Nonetheless, despite the potential benefits that reducing production of dairy and meat would entail, Poore warns that it will be quite difficult to reduce the environmental impact of farming operations. Poore argues that the environmental challenge is a challenge quite unlike any “other sector of the economy. Poore says there are upwards of 570 million farms that would need to alter the way they produce dairy and meat in order to reduce the impact of their operations. Yet considering that there are around $500 billion dollars in agricultural subsidies allocated to the industry every year (if not more), there’s a lot of funds “there to do something really good with.”

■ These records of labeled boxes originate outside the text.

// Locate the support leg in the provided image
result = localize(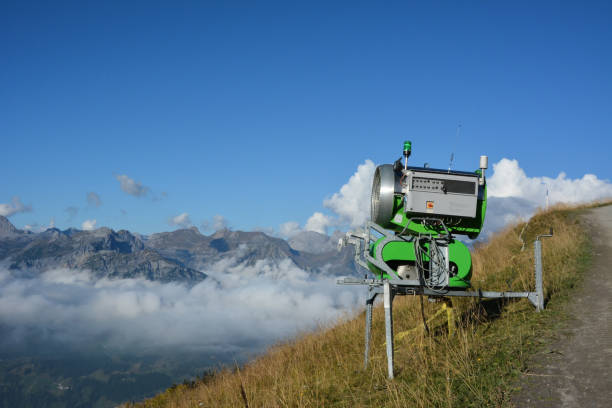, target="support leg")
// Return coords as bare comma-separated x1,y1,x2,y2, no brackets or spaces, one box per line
363,292,376,368
383,282,393,380
533,239,544,312
444,298,455,336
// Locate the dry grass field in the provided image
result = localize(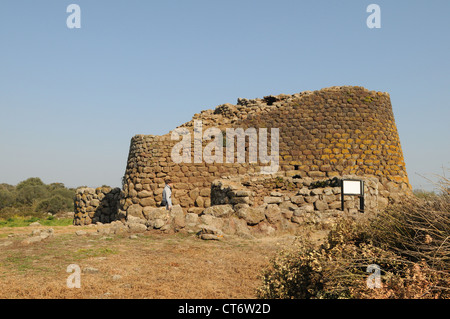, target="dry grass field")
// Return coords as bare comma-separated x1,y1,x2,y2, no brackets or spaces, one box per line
0,226,293,299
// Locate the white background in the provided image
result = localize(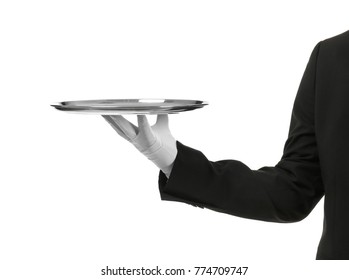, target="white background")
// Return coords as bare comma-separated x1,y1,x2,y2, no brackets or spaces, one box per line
0,0,349,280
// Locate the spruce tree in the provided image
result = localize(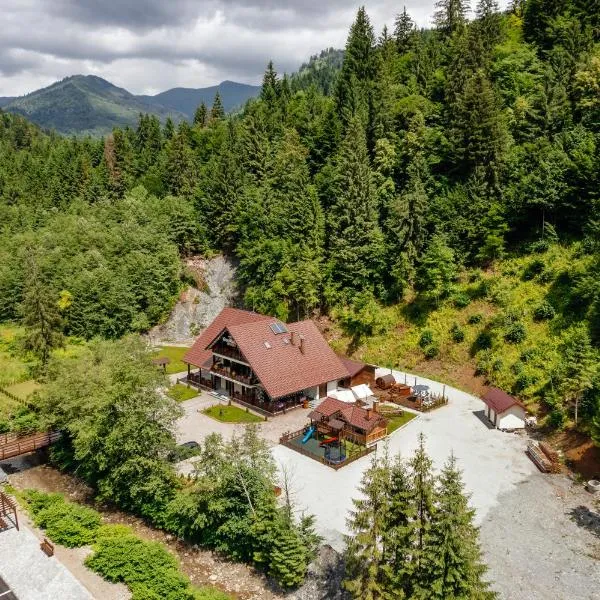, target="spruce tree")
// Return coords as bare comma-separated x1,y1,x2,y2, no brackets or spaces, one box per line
335,7,377,126
344,457,391,600
194,102,208,127
21,248,64,368
426,455,496,600
269,517,308,588
383,455,416,598
434,0,469,36
407,433,436,600
394,6,415,54
472,0,502,60
210,92,225,121
329,117,384,298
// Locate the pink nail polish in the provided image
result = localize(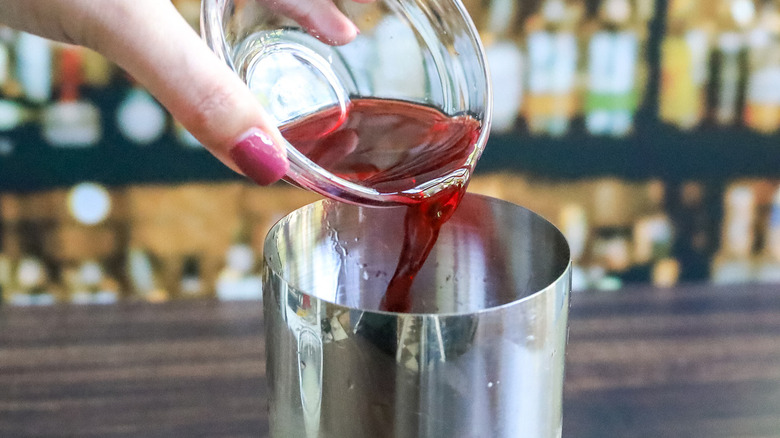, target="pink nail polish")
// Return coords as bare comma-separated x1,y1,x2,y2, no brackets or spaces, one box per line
230,128,289,186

Health Benefits And Transition Frameworks
There are other benefits associated with reducing the amount of meat one consumes, not just environmental benefits. Dr. Rosemary Stanton, from the University of New South Wales, wasn’t involved in the study but argues that eating large amounts of red meat increases one’s risk of developing cancer. According to Stanton, the World Health Organization has stated that there is a known increased risk of bowel cancer associated with eating red meat. Australia is one of the largest consumers of red meat in the world, and it likewise has one of the highest rates of bowel cancer in the world. Stanton also says that the problem isn’t only that we eat so much red meat but that we end up eating is as an alternative to vegetables, grains and nuts.
The researchers who worked on the project suggest that an “integrated mitigation framework” should be created. The integrated framework the researchers suggest is the utilization of digital tracking and monitoring technology to help farms reduce their environmental impact. Producers of food could track their impact and use the data gathered from it to optimize farming practices and reduce waste, pollution, and emissions of greenhouse gases.
The researchers also suggested that improved communication between producers is important as there can be substantial differences in the impact of agricultural operations close to one another who produce the same product. Incentives could come in the form of either credit or tax breaks, and the impact of specific producers would be made public so consumers would be able to make informed purchasing decisions.
No matter how we reduce our consumption of meat and dairy, Poore says that it must be done.
“These impacts are not necessary to sustain our current way of life. The question is how much can we reduce them and the answer is a lot,” says Poore.